The RTVE project provided that the musicians of the orchestra would not know who the author was until the end. They rehearsed and performed the play as if it were anonymous. Lab journalists interviewed members of the orchestra before they learned the truth. They smelled something strange, without knowing what: “The first work [creada por IA y solo transcrita] I didn't like it at all, but hey, it's also true that we've read it once,” said trumpeter Borja Antón after the first rehearsal. “Perhaps with a little more reading and work we can make it take on a little more shape, but it is a somewhat basic work.” When they told him who had composed the piece, he was little surprised: “Quite a few things fit me. The first work was very bad. There was no where to take the concept. In the second [arreglada por Arias] The melody is catchier, the structure was better done,” he added.
Useful for inspiration
To the artists' expert ears, it was obvious that there were things that were going wrong: “If it doesn't sound familiar to you, it might seem like a hodgepodge of movie music that then tries to be more classical and then contemporary, but without being innovative. It's a pastiche. It wasn't unpleasant to listen to, it's true. I imagined that the musicians were going to think it was by a mediocre composer,” says León, the artistic subdelegate.
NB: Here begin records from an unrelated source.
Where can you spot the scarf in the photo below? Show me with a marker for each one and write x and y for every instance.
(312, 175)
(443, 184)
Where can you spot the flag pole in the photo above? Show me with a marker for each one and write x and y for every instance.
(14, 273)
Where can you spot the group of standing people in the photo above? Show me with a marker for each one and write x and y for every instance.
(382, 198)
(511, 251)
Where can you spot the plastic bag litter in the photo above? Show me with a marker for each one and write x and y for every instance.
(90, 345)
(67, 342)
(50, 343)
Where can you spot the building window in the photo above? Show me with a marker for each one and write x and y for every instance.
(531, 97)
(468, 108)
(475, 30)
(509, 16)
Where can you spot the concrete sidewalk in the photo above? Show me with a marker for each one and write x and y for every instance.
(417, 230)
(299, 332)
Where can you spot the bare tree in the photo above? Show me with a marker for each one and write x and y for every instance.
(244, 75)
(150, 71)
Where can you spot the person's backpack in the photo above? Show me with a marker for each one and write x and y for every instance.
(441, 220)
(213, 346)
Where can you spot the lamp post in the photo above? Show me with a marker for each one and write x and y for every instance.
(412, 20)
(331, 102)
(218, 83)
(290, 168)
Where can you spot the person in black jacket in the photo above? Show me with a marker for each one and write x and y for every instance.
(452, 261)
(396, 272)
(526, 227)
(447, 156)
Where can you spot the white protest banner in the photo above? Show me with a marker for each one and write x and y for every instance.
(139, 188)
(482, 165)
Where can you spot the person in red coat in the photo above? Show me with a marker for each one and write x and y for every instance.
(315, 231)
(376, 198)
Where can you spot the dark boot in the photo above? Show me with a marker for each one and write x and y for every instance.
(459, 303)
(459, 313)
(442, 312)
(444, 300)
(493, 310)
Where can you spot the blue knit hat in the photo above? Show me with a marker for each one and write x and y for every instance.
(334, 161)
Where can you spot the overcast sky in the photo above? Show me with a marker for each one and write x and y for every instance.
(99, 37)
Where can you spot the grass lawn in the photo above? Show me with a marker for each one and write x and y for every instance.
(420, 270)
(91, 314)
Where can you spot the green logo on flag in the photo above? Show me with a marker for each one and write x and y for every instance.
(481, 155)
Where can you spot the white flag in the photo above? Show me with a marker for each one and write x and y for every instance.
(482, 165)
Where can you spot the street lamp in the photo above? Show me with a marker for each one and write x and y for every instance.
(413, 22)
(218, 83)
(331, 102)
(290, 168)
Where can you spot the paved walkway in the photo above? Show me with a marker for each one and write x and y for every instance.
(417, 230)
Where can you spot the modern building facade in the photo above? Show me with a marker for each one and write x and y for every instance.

For some reason, AI has a harder time crea
ting something musically meaningful for an orchestra: “There are things that artificial intelligence doesn't know are very difficult to play. There is a high C that stays there for a long time. That is impossible to do. Physically it is not possible. And then, there are no different planes, it's all in one go: you hear the melody with the harmony all together and you don't recognize anything,” says trumpeter Antón.
The difficulty of classical music does not have to be repeated in other styles. “To compose symphonic music, the truth is that you have a lot left,” says the arranger Arias. “It has left me quite calm, and it has also demonstrated the value that this type of music has due to its harmonic and contrapuntal complexity and a fairly profound message. With other styles, the AI is a little closer to achieving an optimal result. It leaves me calm that there is still room for improvement.”
This lack of complexity does not prevent it from also being a useful tool to inspire composers in their work or to imagine less sophisticated works, according to León: “Composers could take it into account as a little help and not face the blank page. To give an air of film composition, AI can serve as a filling musical moment, as an atmosphere. Not for an orchestra, which is something deeper and richer.”